Un naufrage ? Un psychodrame ? Un cataclysme ? L’apocalypse ? La République à bout de souffle ? Une crise de régime ? Depuis dimanche soir, il n’y a pas de mots assez forts pour décrire l’onde de choc de l’annonce de dissolution d’Emmanuel Macron, une heure après la proclamation des résultats provisoires. Résultats prévisibles, annoncés par tous les sondeurs. J’insiste sur ce détail : il n’y avait pas d’effet de surprise. Le RN a gagné, la majorité est humiliée, Glucksmann a percé, LFI inquiète, les Verts s’effondrent. Alors, pourquoi une dissolution qui soumet la République aux résultats d’élections européennes qui, parole de président, ne devaient pas avoir de conséquence sur la politique nationale ? Pourquoi jouer sur une victoire annoncée du RN ? Pour éviter une présidentielle gagnée par Marine Le Pen en 2027 ? Pour prouver que le RN ne sait pas faire ? Pour prouver que “c’est qui le chef” ?

Peut-être faut-il analyser les décisions du président Macron à l’aune de la psychologie et oublier toute logique politique. Peut-être y a-t-il dans la personnalité d’Emmanuel Macron une absence de frein, une vie entière à voir plier devant lui toutes les difficultés, une vie sans limites. Une vie d’enfant gâté à qui personne n’a jamais dit “non”. Le président Macron entraîne, par une décision à la limite de la folie, des citoyens démocrates dans une pièce sombre entourée de portes fermées derrière lesquelles ne se trouvent que des monstres à trois têtes. Car que faire ? Que voter ? La tentation est grande de sanctionner la Macronie, de refuser d’être pris en otage par Emmanuel Macron. La tentation de la colère est grande alors que, durant sa conférence de presse, le président gâté reprend, sans ciller, son programme de 2017. A la virgule près.

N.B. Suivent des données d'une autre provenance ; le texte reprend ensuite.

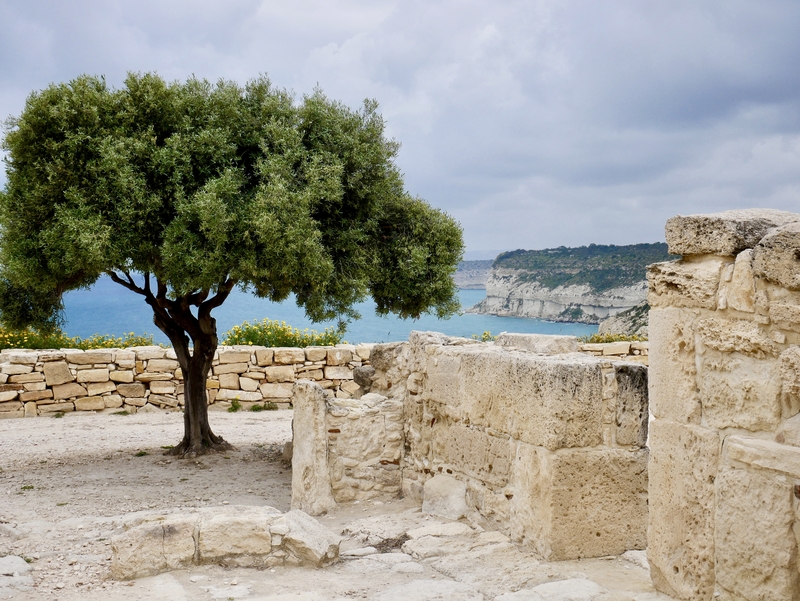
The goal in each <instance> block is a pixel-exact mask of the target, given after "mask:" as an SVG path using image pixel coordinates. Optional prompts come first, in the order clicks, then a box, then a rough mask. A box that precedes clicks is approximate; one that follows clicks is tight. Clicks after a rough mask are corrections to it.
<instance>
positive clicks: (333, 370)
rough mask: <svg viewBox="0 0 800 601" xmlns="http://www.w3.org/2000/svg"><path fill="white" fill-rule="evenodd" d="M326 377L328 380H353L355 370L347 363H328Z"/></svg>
mask: <svg viewBox="0 0 800 601" xmlns="http://www.w3.org/2000/svg"><path fill="white" fill-rule="evenodd" d="M325 377H326V378H327V379H328V380H352V379H353V370H352V369H350V368H349V367H347V366H346V365H326V366H325Z"/></svg>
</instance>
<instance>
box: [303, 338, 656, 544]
mask: <svg viewBox="0 0 800 601" xmlns="http://www.w3.org/2000/svg"><path fill="white" fill-rule="evenodd" d="M577 350H578V344H577V341H576V340H575V339H574V338H571V337H550V336H519V335H508V336H506V337H503V338H501V339H500V340H498V343H497V344H493V343H488V344H487V343H479V342H475V341H471V340H465V339H462V338H448V337H446V336H443V335H441V334H434V333H425V332H414V333H412V334H411V336H410V338H409V341H408V342H400V343H390V344H379V345H376V346H375V347H374V348H373V349H372V354H371V356H370V360H371V362H372V366H371V367H372V369H374V373H372V374H371V377H370V378H369V379H368V380H367V381H364V380H362V385H363V386H364V388H365V389H366V388H368V389H369V390H370V392H369V394H364V395H363V396H361V398H359V399H353V400H346V399H344V400H343V399H333V398H331V397H330V395H326V394H325V393H324V391H322V390H320V389H318V388H316V387H315V386H314V385H313V384H311V383H298V385H297V389H296V395H295V421H294V428H295V456H294V459H293V508H298V509H303V510H306V511H310V512H312V513H315V512H320V511H326V510H329V509H330V508H331V507H332V506H333V505H335V503H336V502H338V501H342V500H353V499H364V498H370V497H372V496H374V495H376V494H379V493H395V494H396V493H399V492H400V490H401V489H402V491H403V493H404V494H405V495H406V496H410V497H412V498H416V499H417V500H419V501H422V500H423V495H424V486H425V483H426V482H427V481H429V480H430V479H431V478H433V477H434V476H435V475H437V474H443V475H449V476H451V477H453V478H455V479H457V480H459V481H460V482H462V483H463V484H464V485H465V486H466V502H467V506H468V507H469V508H470V509H471V510H472V511H477V512H479V513H480V514H481V515H483V516H484V517H486V518H489V519H491V520H494V521H495V522H496V523H497V526H498V527H499V528H500V529H501V530H503V531H505V532H506V533H508V534H509V535H510V536H512V537H513V538H514V539H515V540H517V541H520V542H523V543H526V544H529V545H532V546H533V547H534V548H535V549H536V550H537V551H538V552H539V553H541V554H542V555H543V556H545V557H547V558H550V559H568V558H576V557H596V556H603V555H610V554H618V553H622V552H624V551H625V550H628V549H642V548H644V546H645V532H646V523H647V449H646V448H645V442H646V438H647V416H648V409H647V368H646V367H644V366H642V365H639V364H635V363H630V362H624V361H611V360H609V358H603V357H593V356H589V355H586V354H581V353H579V352H570V351H577ZM628 350H630V349H628ZM537 351H539V352H537ZM564 352H567V353H568V354H561V353H564ZM544 353H558V354H556V355H548V354H544ZM616 358H619V357H618V356H617V357H616Z"/></svg>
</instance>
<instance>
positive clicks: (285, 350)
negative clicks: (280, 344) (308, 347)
mask: <svg viewBox="0 0 800 601" xmlns="http://www.w3.org/2000/svg"><path fill="white" fill-rule="evenodd" d="M272 360H273V362H274V363H280V364H283V365H289V364H292V363H303V362H305V360H306V353H305V351H303V349H301V348H291V347H276V348H274V349H273V357H272Z"/></svg>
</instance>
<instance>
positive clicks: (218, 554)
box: [197, 507, 281, 566]
mask: <svg viewBox="0 0 800 601" xmlns="http://www.w3.org/2000/svg"><path fill="white" fill-rule="evenodd" d="M280 516H281V513H280V512H279V511H278V510H277V509H275V508H274V507H226V508H224V509H222V510H220V509H219V508H215V511H214V512H213V513H211V512H209V513H208V514H205V515H203V517H202V519H201V521H200V528H199V533H198V544H197V549H198V560H199V561H200V562H202V563H209V562H214V563H217V562H219V561H222V560H227V561H226V563H233V564H234V565H239V566H256V565H259V564H262V565H263V559H264V558H265V557H266V556H267V555H269V553H270V551H271V550H272V535H271V534H270V531H269V526H270V524H271V522H272V521H273V520H275V519H276V518H278V517H280ZM259 559H261V560H262V561H261V562H259V561H258V560H259Z"/></svg>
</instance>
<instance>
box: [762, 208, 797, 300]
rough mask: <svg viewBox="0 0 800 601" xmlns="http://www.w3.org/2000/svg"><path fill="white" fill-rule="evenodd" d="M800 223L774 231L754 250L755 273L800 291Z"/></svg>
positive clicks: (790, 225) (796, 223) (766, 235)
mask: <svg viewBox="0 0 800 601" xmlns="http://www.w3.org/2000/svg"><path fill="white" fill-rule="evenodd" d="M799 257H800V222H798V221H795V222H794V223H789V224H787V225H784V226H782V227H779V228H777V229H774V230H772V231H771V232H769V233H768V234H766V235H765V236H764V237H763V238H762V240H761V242H760V243H759V244H758V245H757V246H756V247H755V248H754V249H753V271H754V272H755V274H756V276H758V277H762V278H766V279H767V280H770V281H772V282H775V283H776V284H780V285H781V286H783V287H785V288H788V289H789V290H800V270H799V269H798V267H800V258H799Z"/></svg>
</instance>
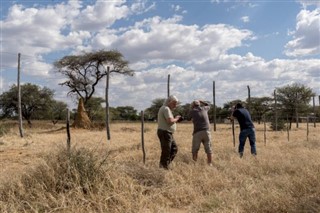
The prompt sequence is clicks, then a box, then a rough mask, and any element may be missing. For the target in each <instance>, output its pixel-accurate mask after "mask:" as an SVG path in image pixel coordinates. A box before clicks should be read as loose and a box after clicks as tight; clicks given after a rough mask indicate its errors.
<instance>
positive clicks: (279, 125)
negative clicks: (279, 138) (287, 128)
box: [270, 119, 287, 131]
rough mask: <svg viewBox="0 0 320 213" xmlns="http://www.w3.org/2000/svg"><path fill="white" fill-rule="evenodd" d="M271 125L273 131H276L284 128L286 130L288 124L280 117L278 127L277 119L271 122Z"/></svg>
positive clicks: (278, 120)
mask: <svg viewBox="0 0 320 213" xmlns="http://www.w3.org/2000/svg"><path fill="white" fill-rule="evenodd" d="M270 127H271V129H272V130H273V131H276V130H277V131H282V130H286V128H287V125H286V122H285V121H284V120H281V119H279V120H278V125H277V127H276V121H275V120H273V121H272V122H271V126H270Z"/></svg>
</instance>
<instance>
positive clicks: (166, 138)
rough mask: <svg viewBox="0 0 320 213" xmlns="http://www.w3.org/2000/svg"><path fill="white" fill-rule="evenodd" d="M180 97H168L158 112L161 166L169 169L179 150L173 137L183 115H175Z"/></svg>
mask: <svg viewBox="0 0 320 213" xmlns="http://www.w3.org/2000/svg"><path fill="white" fill-rule="evenodd" d="M177 104H178V99H177V97H175V96H174V95H171V96H169V97H168V98H167V100H166V101H165V103H164V104H163V106H161V107H160V109H159V112H158V130H157V135H158V138H159V140H160V144H161V157H160V163H159V166H160V168H164V169H168V167H169V164H170V163H171V162H172V161H173V159H174V157H175V156H176V154H177V152H178V147H177V144H176V142H175V140H174V138H173V134H174V132H175V131H176V123H177V122H178V121H179V119H180V117H181V116H179V115H178V116H176V117H174V116H173V114H172V110H173V109H175V108H176V107H177Z"/></svg>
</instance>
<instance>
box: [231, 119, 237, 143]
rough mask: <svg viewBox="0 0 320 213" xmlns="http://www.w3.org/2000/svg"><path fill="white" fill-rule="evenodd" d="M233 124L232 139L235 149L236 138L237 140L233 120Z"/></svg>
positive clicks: (232, 129)
mask: <svg viewBox="0 0 320 213" xmlns="http://www.w3.org/2000/svg"><path fill="white" fill-rule="evenodd" d="M231 123H232V139H233V147H235V146H236V138H235V135H234V120H233V119H232V121H231Z"/></svg>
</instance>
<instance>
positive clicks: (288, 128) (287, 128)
mask: <svg viewBox="0 0 320 213" xmlns="http://www.w3.org/2000/svg"><path fill="white" fill-rule="evenodd" d="M289 125H290V124H289V117H288V115H287V138H288V141H289V140H290V134H289V131H290V128H289Z"/></svg>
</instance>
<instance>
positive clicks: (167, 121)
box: [167, 115, 181, 124]
mask: <svg viewBox="0 0 320 213" xmlns="http://www.w3.org/2000/svg"><path fill="white" fill-rule="evenodd" d="M180 117H181V116H180V115H177V116H176V117H175V118H172V117H169V118H167V123H168V124H174V123H177V122H178V121H179V119H180Z"/></svg>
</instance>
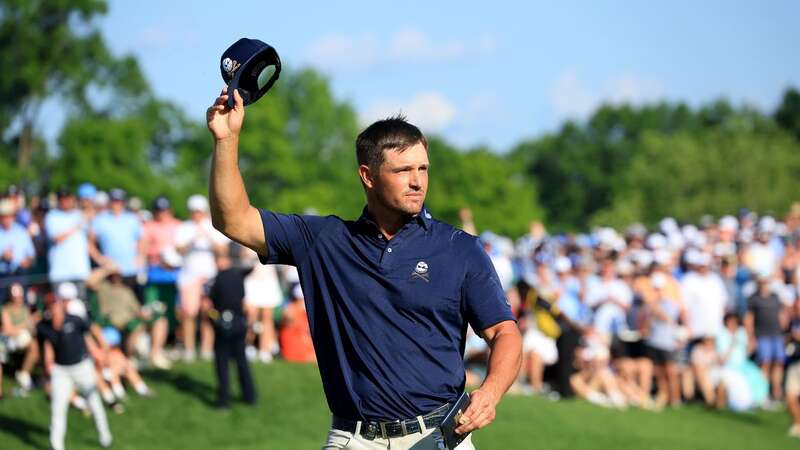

La tentation est grande de lui rétorquer : “Et vous avez fait quoi pendant sept ans ? Pourquoi avoir minimisé le régalien, mépriser les électeurs du RN, refuser la collaboration avec la droite républicaine, snober les inquiétudes des Français sur l’immigration et la sécurité, pris à la légère la dette qui s’accumule dangereusement, les services publics qui s’effritent, les charges qui s’accumulent, les prélèvements qui cartonnent, la laïcité qui se désagrège sous les attaques des islamo-gauchistes soutenus par votre indifférence ? Où étiez-vous donc depuis sept ans que le chaudron déborde ?”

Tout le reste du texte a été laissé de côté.